Or that's the theory.

We switched on the television in the evening of Stage 1. Chirac and Jospin would emerge, undoubtedly. All the polls forecast it. No other result was possible. Centre left versus centre right. Same old contest. Plus ça change. Yawn, yawn. How about an early night?

But at 8pm the blow fell, and all France rocked. You could probably have heard the gasp of disbelief and consternation. Jospin's vote had melted away, scattered like birdseed among the other socialist candidates and especially among the 11 million - out of an electorate of 41 million - who hadn't bothered to vote.
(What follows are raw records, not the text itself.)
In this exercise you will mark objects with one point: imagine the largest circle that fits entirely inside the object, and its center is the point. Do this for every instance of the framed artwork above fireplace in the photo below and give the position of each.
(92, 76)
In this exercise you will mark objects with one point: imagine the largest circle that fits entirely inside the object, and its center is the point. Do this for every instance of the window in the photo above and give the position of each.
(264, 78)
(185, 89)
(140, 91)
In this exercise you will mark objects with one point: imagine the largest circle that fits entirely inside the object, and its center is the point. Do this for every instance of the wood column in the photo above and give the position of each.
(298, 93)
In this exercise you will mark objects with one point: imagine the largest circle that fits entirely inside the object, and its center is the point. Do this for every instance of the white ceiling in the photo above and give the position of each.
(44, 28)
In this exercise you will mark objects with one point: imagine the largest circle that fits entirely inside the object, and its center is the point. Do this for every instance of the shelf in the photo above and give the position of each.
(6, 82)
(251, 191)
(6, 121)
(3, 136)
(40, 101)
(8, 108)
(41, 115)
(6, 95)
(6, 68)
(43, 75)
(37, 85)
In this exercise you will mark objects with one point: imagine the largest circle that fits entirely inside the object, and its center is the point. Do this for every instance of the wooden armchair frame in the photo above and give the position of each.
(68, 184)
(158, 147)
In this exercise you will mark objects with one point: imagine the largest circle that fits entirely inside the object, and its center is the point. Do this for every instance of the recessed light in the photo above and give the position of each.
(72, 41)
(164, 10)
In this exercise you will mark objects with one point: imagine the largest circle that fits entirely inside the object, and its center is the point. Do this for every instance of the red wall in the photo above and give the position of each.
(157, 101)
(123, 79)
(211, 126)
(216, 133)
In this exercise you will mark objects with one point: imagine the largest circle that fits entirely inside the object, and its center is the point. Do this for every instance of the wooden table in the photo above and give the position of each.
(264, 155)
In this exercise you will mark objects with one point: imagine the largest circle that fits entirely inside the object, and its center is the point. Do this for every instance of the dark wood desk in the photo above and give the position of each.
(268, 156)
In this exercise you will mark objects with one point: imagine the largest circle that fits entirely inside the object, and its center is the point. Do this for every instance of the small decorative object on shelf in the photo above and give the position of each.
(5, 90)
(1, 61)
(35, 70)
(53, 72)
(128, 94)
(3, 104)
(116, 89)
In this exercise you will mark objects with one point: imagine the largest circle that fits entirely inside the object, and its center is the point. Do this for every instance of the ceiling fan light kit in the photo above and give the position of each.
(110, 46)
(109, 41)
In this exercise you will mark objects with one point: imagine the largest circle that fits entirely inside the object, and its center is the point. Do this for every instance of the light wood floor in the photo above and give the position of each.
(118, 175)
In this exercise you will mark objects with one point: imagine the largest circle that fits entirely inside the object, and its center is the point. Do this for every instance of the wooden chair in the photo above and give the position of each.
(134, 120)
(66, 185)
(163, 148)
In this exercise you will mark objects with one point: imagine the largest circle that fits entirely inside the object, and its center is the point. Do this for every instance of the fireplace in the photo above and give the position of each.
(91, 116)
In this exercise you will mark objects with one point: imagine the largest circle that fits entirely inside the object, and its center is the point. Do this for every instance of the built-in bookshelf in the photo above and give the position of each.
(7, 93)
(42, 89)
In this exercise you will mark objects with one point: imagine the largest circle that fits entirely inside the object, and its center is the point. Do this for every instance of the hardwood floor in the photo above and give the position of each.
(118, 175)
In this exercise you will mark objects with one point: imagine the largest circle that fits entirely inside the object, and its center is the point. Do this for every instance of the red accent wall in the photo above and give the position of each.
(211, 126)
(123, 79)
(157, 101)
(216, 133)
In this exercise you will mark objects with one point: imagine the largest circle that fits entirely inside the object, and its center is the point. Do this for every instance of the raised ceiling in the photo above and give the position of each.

The unthinkable had happened. Le Pen was in the final. His vote had increased slightly, a percentage point or two up on previous presidential elections, enough to draw attention to the problems of law and order, unemployment and immigration that worry so many French people but not enough to suggest that a crushing majority wanted a jackboot régime.

At last, French politics were getting interesting. Impromptu anti-National Front demonstrations materialised in the cities. Heartbroken, tearful Jospin supporters poured on to the streets. Disappointed Communists and Trotskyites urged their followers to block Le Pen at all costs in the second round, which was tantamount to telling them to vote for Chirac. Things had taken a strange turn.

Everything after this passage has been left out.